Sono andato a rileggermi le previsioni sul 2013 fatte alla fine del 2012, un anno fa: non solo le mie, che contano poco, ma anche quelle dei colleghi più prestigiosi e dei media più autorevoli. Ci facciamo più o meno tutti, noi giornalisti, la figura degli economisti, che non azzeccano (quasi) mai una previsione, ma sanno sempre spiegare alla perfezione, dopo, perché è successo quello che non avevano previsto.

Così, nessuno, ma proprio nessuno, aveva ipotizzato l’episodio che colloca il 2013 nella storia, almeno in quella dell’Occidente cristiano: le dimissioni di Papa Benedetto XVI – del resto, non accadeva più dal 1294, cioè quasi 710 anni fa, il ‘gran rifiuto’, ‘per viltade’ aggiunge impietoso Dante, di Celestino V: chi poteva immaginarsi una cosa del genere?

E, invece, se non tutti, molti, ma proprio molti, avevano abboccato alla storia del 2013 come l’anno dell’uscita dal tunnel. Il che, in realtà, è stato per molti Paesi, ma non per l’Italia, dove si stappano bottiglie di spumante per una crescita 0 nel terzo trimestre, a interrompere un filotto da record di trimestri di crescita negativa. Ma, naturalmente, e qui siamo al Venditore di Almanacchi, insuperabile in questo esercizio, l’anno che verrà sarà migliore, anzi il migliore. E “più che assai”.

Sul piano internazionale, il 2013 ha registrato le novità scontate dell’insediamento alla presidenza, negli Stati Uniti, di Barack Obama, succeduto a se stesso, ma sempre uguale a se stesso – meglio, cioè, come candidato che come presidente – e in Cina di Xi Jinping, che resta un oggetto un po’ misterioso.

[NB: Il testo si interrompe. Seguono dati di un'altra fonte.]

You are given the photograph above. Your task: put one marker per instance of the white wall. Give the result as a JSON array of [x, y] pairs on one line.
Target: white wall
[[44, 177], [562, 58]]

L’Asia è stata (ed è) attraversata da venti di guerra più forti del solito – folate che in genere s’acquietano – tra le due Coree e, soprattutto, tra Cina e Giappone per una storia di scogli contesi.

In Afghanistan, a 12 anni dal rovesciamento dei talebani e a pochi mesi dall’uscita di scena programmata delle forze internazionali, e in Iraq, a dieci anni dall’invasione e già quattro anni dopo il ritiro delle truppe da combattimento Usa, il 2013 è stato l’anno più sanguinoso per i civili: segno, se mai ce ne fosse bisogno, del fallimento della lotta al terrorismo con le bombe e dell’esportazione delle democrazie sulle torrette dei carri-armati.

Tutto l’arco del Mediterraneo è in subbuglio – ma questa non è una novità: in Egitto, c’è un ritorno al passato, il presidente eletto Mohamed Morsi è stato deposto, i Fratelli Musulmani sono di nuovo fuori legge e l’uomo forte è il comandante in capo delle forse armate, il generale Sissi;  in Libia, l’eliminazione di Gheddafi e il conflitto con l’intervento dell’Occidente hanno lasciato caos e divisioni; in Siria, la guerra civile va avanti a suon di decine di migliaia di vittime, ma Assad resta presidente e dell’opposizione non si fida nessuno; in Turchia, il premier Erdogan sembra avere perso presa e credibilità sull’opinione pubblica.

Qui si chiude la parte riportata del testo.